“Such heroic nonsense” – Megatron
Wrong transformer type, but I thought the quote was kind of cool and fitting. I wanted to write a whole transformer architecture from the basics with no help. It is very helpful to learn what is inside these AI, but many libraries already exist out there, and such it is a nonsense in the practical sense, though edifying and a flex to say you know how to build a whole LLm from start to finish. Therefore, I thought I would do that.
It is s useful to know about the inner workings of your car; a minimum of knowledge is useful, but obviously being a mechanic whom can change out an engine does not make you a better driver; though learning to change your engine oil will probably help look after the thing.
Short History Lesson
The transformer came to most people's attention from the 2017 paper “Attention is all you need”.
Paper found here: arXiv:1706.03762 [cs.CL]
It is especially interesting because the implementation used no memory, such as long-term term short-term memory systems or other gated memory “cells” that were common and heavily used prior to its implementation. What is interesting about the approach is that it managed to handle language tasks without memory.
Instead, the transformer used recurrent connections (i.e. connections that loop back on itself) for its sort of memory, and I believe this is why this is called “self-attention”. The original 2017 paper is believed to be the first implementation of self-attention and did not use convolution or alignment
RNN’s (recurrent neural networks). Hence, the phrase “attention is all you need” as you could expect to use the same system in place of the multi-part, encoder, decoder and memory combinations that had existed before.
Since then, the design has become a basic part of the building of large language models, which are almost entirely transformers; though other designs, both older and different, both preceded it and are in modern use.
First step in building a whole transformer
Many people are more at home with mathematical lingo than me but I wanted to write a simplified version without the word eigenvector appearing. My aim then is to;
1. Create random matrices.
2. Apply the transformer and attention block.
3. Print the output matrix
It will not perform any useful tasks because;
1. It does not have the backwards or any gradient descent learning method
2. have proper initialisation
3. does not take input data (nor implements the tokenisation).

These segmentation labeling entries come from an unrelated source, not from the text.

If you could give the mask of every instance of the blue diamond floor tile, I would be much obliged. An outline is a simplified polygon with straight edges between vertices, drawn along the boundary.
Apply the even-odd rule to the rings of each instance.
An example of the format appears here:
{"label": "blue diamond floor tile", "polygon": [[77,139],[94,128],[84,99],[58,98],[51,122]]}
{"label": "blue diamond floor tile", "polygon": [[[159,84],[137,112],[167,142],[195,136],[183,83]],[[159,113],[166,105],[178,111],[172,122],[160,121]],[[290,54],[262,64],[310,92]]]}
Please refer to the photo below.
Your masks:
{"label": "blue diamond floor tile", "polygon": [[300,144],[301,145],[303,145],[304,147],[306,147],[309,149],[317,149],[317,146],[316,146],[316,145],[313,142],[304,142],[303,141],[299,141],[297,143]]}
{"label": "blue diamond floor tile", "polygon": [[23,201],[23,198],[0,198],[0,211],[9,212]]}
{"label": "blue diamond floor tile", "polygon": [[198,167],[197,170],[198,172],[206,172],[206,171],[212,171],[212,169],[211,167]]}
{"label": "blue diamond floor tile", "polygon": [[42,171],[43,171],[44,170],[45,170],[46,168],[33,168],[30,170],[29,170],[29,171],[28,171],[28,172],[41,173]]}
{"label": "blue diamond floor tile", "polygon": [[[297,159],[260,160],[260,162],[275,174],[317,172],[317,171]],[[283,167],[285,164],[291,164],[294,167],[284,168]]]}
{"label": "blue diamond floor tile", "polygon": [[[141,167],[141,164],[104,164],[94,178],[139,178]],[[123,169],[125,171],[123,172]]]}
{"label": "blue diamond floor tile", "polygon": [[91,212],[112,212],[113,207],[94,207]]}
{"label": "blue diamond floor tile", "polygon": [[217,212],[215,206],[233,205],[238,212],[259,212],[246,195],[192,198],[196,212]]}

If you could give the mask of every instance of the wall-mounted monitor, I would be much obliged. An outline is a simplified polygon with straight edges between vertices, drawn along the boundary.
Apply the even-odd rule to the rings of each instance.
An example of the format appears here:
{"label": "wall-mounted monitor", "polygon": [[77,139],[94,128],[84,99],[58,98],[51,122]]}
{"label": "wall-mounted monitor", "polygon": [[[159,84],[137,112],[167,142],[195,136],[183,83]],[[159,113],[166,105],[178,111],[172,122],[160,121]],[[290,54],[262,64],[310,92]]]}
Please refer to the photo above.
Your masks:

4. Will not come near the full architecture that includes encoder and decoder systems
The aim is really to build towards intuition and understanding from writing my own code in a way that is easier to read and is only as heavy on the maths as necessary to understand the processes.
A story in 3 parts
The transformer can be thought of as 3 parts the really important one is the Matrix which is to be simple for non programmers a list of numbers but with this list you can represent a vector in maths (in fact the data object is called a vector in C++) and the most intuitive way of thinking about this is we use vectors to represent transformations or turns such that in 3d graphics it is used to spin objects.
The interesting thing is that by composing these vectors in layers, a variety of logic can be represented in the maths.
The Matrix
The matrix has a bunch of operators, but what matters is the rows_ and columns_ values that give the size of the Matrix and let us flip between treating it as a single dimension list and a 2-dimensional matrix fairly easily (it's also computationally effective in C++).
We then have two mathematical functions, softmax and layer norm. I will talk about them at the points where I use these functions.
The two maths functions take the Matrix. One Softmax is central to the attention process. The other is Layer norm, which stops the error from blowing up too much and the numbers getting too large, and this is important during learning (thinks maths gets too big and pushes everything towards zero or to a stack overflow big number).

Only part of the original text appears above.